The in vitro effects on NF-κB augmentation has been reported to be dependent on lactobacilli viability, since after heat-killing they only had a marginal effect on NF-κB activation in co-stimulation experiments with E. coli. This supports modulation of NF-κB as a potential probiotic mechanism. The ability of probiotic lactobacilli to interfere with UPEC colonization in the vagina, and thereby the pathogens’ ascension into the bladder, could therefore involve immunomodulatory activity,
specifically via NF-κB activation. Conclusions The main cause of UTI is ascending E. coli that colonizes the vagina, urethra then bladder. To remove unwanted pathogens, the urothelial cells of the mucosa carry Galunisertib molecular weight specific receptors, such as TLR4 that can recognize the most common Gram-negative species. Once these receptors bind the cognate bacterial ligand, the epithelial cells respond by producing a range of compounds including cytokines that are strongly regulated by the NF-κB transcription factor. The present in vitro study showed that this immune activation could be amplified by probiotic L. rhamnosus GR-1. Moreover, augmentation of NF-κB was accompanied by an increase in inflammatory TNF expression. The important recognition molecule TLR4 was found to be up-regulated by L. rhamnosus GR-1 on both mRNA and protein level in cells concomitantly challenged with E. coli.

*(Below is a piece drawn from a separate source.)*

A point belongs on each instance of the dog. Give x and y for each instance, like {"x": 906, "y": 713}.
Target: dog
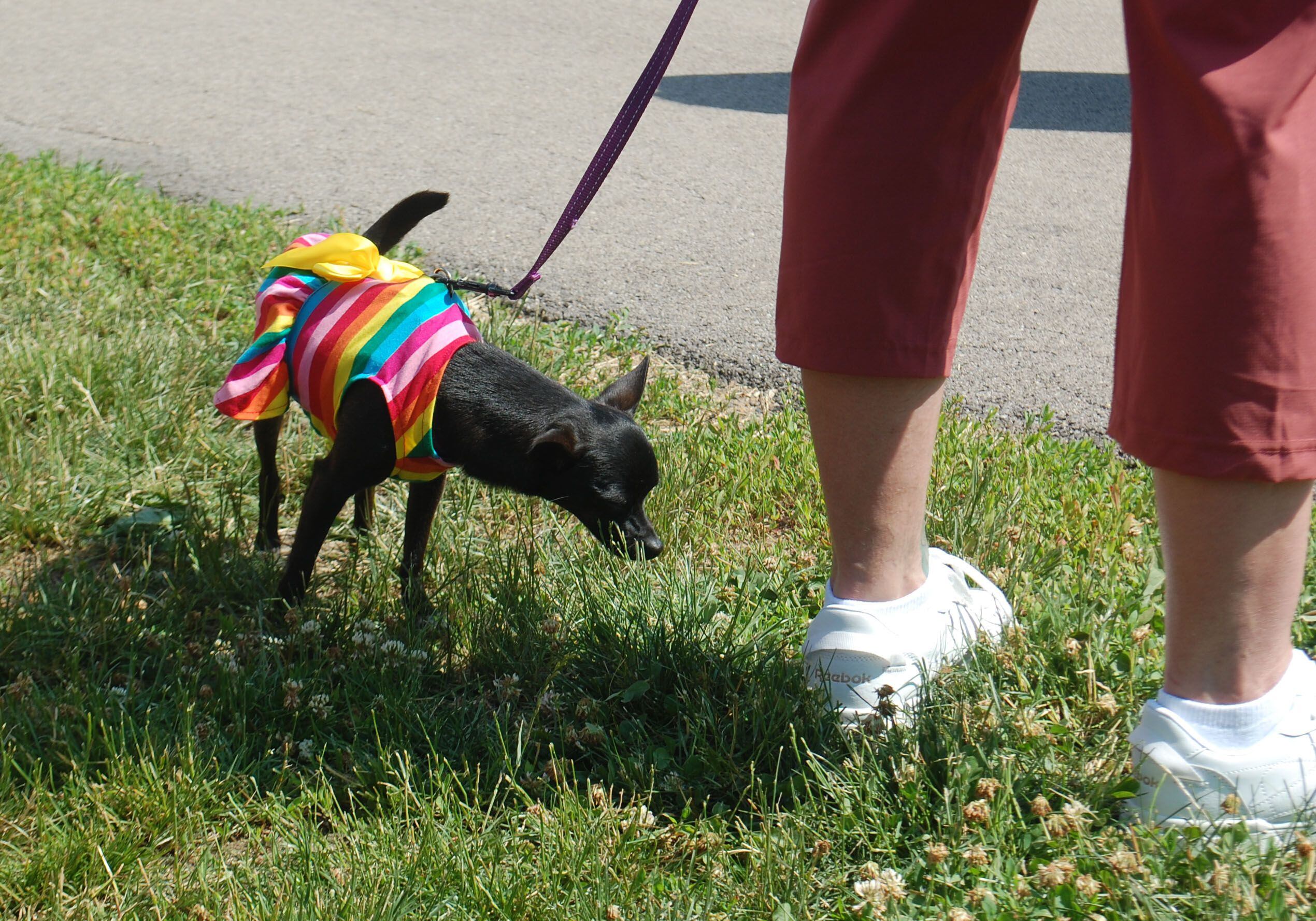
{"x": 494, "y": 416}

Moreover, the blocking agonist binding to TLR4 completely inhibited the augmentation of NF-κB by L. rhamnosus GR-1. Due to the importance IKBKE of TLR4 in the process of pathogen clearance we suggest that this represents selleck a pathway in which probiotic immunomodulatory lactobacilli work to increase immunity and prevent infections. Methods Cell culture The T24 human bladder carcinoma cell line (ATCC HTB-4) was cultured in RPMI 1640 (Hyclone) supplemented with 2.05 mM of L-glutamine and 10%
fetal bovine serum (FBS; Hyclone) at 37°C with 5% CO2 in a humidified environment. Bacterial strains and growth conditions L. rhamnosus GR-1 (urethral isolate) and GG (intestinal isolate) were cultured on de Man Rogosa Sharp (MRS) agar (Difco) anaerobically using anaerobic packs (BD) at 37°C for 24 h under static condition. For cell culture challenge, lactobacilli were grown from a 1% inoculum in MRS broth for 24 h followed by washing and resuspending in the original volume with phosphate buffered saline (PBS; pH 7.4). Uropathogenic E. coli GR12 was grown in Luria-Bertani (LB) medium (Difco) at 37°C and constant shaking. Heat-killed bacteria were prepared by washing cultures in PBS and heating at 70°C for 1 h followed by plating 100 μl on the respective growth medium (MRS or LB) to confirm loss of viability. Heat-killed L. rhamnosus GR-1 and E. coli were stored at -20°C until used for cell challenge.